Apabila organisasi-organisasi sekuler membutuhkan budaya organisasi, gereja sebagai Tubuh Kristus dengan keempat model kepemimpinan tersebut di atas juga membutuhkan budaya organisasi dalam melaksanakan Tritugas, yaitu kesaksian (koinonia), pelayanan (diakonia), dan kesaksian (marturia) lebih efektif dan transformatif. Jemaat selaku umat yang telah ditebus oleh darah Kristus, dipanggil melaksanakan misi Allah (missio Dei) di dunia.
Budaya organisasi
Gereja sebagai persekutuan umat membutuhkan organisasi dan budaya organisasi. Kehidupan suatu persekutuan senantiasa membutuhkan organisasi, yaitu sistem organisasi yang terstruktur sehingga setiap anggota dapat berperan secara efektif dalam mencapai tujuan yang diharapkan. Organisasi gereja diilustrasikan oleh rasul Paulus sebagai anggota-anggota tubuh yang saling terkait, saling melengkapi, dan menghidupi. Dalam surat 1 Korintus 12:14 menyatakan, “Karena tubuh juga tidak terdiri dari satu anggota, tetapi atas banyak anggota.” Anggota-anggota tubuh manusia sangat beragam dan kompleks. Minimal tubuh manusia memiliki 9 sistem utama, yaitu: Sistem organ yakni sistem pencernaan, sistem pernapasan, sistem peredaran darah, sistem ekskresi, sistem motorik atau gerak, sistem reproduksi, sistem saraf, sistem integumen dan sistem endokrin. Setiap sistem dalam tubuh manusia memiliki sel, jaringan, organ, dan sistem organ.
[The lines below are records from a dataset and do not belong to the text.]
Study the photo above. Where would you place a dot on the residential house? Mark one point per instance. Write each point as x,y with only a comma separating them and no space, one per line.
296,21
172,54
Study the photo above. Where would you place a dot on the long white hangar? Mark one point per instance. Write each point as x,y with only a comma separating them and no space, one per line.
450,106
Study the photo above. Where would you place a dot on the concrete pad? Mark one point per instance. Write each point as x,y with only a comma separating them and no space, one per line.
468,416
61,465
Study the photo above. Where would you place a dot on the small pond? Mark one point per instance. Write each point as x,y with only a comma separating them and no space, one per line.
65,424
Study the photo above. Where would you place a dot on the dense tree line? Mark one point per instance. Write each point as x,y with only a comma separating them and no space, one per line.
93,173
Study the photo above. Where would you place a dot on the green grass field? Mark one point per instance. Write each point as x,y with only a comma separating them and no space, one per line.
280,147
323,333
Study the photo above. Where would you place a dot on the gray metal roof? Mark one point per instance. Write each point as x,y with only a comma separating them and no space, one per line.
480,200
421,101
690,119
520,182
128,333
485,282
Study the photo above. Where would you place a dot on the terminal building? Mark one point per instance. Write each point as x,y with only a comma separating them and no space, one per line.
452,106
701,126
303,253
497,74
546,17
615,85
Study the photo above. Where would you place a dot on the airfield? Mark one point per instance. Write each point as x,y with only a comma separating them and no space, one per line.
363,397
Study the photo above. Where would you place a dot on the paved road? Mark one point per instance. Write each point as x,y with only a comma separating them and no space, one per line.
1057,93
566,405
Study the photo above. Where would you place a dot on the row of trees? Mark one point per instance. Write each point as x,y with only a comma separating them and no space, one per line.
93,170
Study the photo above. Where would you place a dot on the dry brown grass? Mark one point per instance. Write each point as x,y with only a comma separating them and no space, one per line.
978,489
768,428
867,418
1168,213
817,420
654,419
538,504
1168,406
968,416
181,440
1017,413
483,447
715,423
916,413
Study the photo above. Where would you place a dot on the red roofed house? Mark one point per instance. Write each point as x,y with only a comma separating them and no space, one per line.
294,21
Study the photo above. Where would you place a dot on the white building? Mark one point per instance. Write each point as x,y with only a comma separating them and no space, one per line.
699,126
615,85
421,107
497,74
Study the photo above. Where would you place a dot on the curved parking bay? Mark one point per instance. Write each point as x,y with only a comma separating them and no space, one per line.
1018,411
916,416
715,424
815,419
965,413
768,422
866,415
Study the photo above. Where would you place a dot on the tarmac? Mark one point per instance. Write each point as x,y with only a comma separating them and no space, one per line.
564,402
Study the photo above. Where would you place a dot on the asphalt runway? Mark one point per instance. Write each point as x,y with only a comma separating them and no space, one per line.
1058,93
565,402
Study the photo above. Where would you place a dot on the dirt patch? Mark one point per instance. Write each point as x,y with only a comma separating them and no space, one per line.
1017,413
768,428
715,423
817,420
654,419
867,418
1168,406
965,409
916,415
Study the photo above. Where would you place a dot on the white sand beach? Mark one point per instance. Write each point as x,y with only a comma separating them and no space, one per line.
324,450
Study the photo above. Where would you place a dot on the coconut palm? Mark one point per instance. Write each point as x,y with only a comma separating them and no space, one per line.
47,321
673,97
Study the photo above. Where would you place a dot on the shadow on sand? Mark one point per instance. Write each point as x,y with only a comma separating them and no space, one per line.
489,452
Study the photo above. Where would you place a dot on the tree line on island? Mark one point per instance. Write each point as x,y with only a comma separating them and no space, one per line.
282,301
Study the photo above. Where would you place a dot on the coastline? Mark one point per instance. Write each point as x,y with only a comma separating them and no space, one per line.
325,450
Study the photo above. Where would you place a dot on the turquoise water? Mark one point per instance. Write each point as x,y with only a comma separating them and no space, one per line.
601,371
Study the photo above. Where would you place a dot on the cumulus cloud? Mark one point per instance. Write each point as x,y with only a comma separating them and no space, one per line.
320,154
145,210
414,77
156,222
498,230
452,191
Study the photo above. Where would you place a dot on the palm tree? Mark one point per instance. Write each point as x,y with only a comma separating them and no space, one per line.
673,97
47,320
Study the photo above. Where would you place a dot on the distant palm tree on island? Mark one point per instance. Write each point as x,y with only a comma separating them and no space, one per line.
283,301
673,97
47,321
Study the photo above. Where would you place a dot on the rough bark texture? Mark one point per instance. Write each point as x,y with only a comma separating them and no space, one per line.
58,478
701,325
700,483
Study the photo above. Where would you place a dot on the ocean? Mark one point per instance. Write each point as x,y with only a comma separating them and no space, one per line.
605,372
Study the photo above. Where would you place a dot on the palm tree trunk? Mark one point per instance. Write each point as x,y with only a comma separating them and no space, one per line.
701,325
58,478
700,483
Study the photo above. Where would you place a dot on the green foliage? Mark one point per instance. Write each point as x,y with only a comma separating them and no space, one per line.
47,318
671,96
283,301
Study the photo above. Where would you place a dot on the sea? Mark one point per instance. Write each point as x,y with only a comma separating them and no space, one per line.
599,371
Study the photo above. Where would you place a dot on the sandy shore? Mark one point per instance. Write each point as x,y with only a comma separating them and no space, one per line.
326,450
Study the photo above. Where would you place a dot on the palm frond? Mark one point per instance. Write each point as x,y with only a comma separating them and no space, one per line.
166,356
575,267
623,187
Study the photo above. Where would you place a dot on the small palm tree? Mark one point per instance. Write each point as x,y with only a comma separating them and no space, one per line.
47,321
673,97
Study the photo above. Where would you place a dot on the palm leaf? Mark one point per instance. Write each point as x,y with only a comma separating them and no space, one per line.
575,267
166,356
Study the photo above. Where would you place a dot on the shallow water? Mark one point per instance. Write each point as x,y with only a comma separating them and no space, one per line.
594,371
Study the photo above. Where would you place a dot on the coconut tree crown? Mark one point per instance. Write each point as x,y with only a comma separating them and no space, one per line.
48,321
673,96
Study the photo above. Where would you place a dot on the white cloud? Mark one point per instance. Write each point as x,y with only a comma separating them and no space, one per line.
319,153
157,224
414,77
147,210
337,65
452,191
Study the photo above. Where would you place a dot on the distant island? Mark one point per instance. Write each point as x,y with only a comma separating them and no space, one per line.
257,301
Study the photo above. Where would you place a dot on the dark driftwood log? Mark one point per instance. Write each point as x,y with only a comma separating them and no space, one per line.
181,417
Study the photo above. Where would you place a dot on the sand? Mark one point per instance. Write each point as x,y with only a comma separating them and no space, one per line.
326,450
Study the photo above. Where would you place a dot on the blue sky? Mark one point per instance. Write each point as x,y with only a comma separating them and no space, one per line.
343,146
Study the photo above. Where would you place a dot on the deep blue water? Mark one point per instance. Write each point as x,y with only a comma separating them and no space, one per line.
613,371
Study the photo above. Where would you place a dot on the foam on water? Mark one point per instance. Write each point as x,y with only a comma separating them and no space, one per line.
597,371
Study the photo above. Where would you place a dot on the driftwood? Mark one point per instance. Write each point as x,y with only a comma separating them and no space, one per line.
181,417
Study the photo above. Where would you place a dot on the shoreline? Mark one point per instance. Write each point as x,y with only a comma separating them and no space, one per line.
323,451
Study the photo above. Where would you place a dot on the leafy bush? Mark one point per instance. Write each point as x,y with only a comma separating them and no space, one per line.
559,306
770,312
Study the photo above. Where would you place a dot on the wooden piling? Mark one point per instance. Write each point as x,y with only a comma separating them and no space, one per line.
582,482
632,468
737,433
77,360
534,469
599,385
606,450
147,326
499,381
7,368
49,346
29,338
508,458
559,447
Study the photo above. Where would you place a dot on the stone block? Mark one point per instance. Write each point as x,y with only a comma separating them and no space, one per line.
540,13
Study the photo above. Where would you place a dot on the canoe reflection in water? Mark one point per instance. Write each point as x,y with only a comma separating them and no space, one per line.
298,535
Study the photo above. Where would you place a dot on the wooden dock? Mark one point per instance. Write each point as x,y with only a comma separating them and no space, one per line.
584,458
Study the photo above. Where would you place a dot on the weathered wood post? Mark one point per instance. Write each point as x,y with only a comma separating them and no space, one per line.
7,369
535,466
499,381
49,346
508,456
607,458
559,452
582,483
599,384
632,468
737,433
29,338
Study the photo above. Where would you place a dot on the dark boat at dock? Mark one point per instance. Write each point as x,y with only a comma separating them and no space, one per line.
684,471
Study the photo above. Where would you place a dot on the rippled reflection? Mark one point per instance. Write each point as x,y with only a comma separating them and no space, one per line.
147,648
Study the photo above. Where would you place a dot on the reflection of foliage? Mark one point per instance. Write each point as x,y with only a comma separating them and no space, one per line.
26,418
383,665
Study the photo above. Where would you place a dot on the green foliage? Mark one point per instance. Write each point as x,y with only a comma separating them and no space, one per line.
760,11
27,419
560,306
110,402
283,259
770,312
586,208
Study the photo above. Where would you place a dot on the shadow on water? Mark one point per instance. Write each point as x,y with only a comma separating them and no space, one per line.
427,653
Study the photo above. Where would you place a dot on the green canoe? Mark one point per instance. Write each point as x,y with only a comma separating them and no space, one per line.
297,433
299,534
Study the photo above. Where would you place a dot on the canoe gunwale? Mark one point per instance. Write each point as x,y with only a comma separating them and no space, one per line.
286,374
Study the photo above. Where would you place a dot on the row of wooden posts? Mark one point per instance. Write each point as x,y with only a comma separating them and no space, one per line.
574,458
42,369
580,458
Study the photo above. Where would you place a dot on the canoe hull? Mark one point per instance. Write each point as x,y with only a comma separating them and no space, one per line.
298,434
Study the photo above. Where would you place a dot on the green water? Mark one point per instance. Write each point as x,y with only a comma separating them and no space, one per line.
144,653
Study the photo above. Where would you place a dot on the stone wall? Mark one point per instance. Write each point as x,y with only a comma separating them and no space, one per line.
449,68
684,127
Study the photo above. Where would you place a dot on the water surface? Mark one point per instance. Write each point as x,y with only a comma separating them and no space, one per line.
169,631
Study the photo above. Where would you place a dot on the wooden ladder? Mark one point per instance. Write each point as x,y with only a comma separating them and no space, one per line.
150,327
Apabila salah satu bagian dari sistem dalam tubuh terganggu akan menyebabkan penderitaan atau kematian. Karena itu dalam 1 Korintus 12:26 menyatakan, “Karena itu jika satu anggota menderita, semua anggota turut menderita; jika satu anggota dihormati, semua anggota turut bersukacita.”
Lembaga gereja juga membutuhkan budaya organisasi. Tanpa budaya organisasi, sistem organisasi yang paling canggih sekalipun tidak akan dapat bekerja secara efektif. Makna “budaya organisasi” merupakan spirit, sistem nilai, pola hidup dan filosofi yang dihayati oleh anggota organisasi suatu institusi menyelesaikan setiap masalah dan menemukan peluang mengaktualisasikan diri, sehingga secara transformatif memberdayakan dan melengkapi setiap anggota mencapai cita-cita luhur, yaitu visi-misinya. Esensi utama dari budaya organisasi adalah spirit yang digerakkan oleh nilai-nilai sehingga dihayati dalam kehidupan sehari-hari. Budaya organisasi gereja juga didasarkan pada spirit yang digerakkan oleh nilai-nilai yang diajarkan dan diteladankan oleh Kristus. Nilai-nilai Kristus disebut juga nilai-nilai Kerajaan Allah yang terangkum dalam seluruh firman Tuhan, khususnya Khotbah Yesus di Bukit (Mat. 5-7), dan karya penebusan-Nya (wafat dan kebangkitan Kristus).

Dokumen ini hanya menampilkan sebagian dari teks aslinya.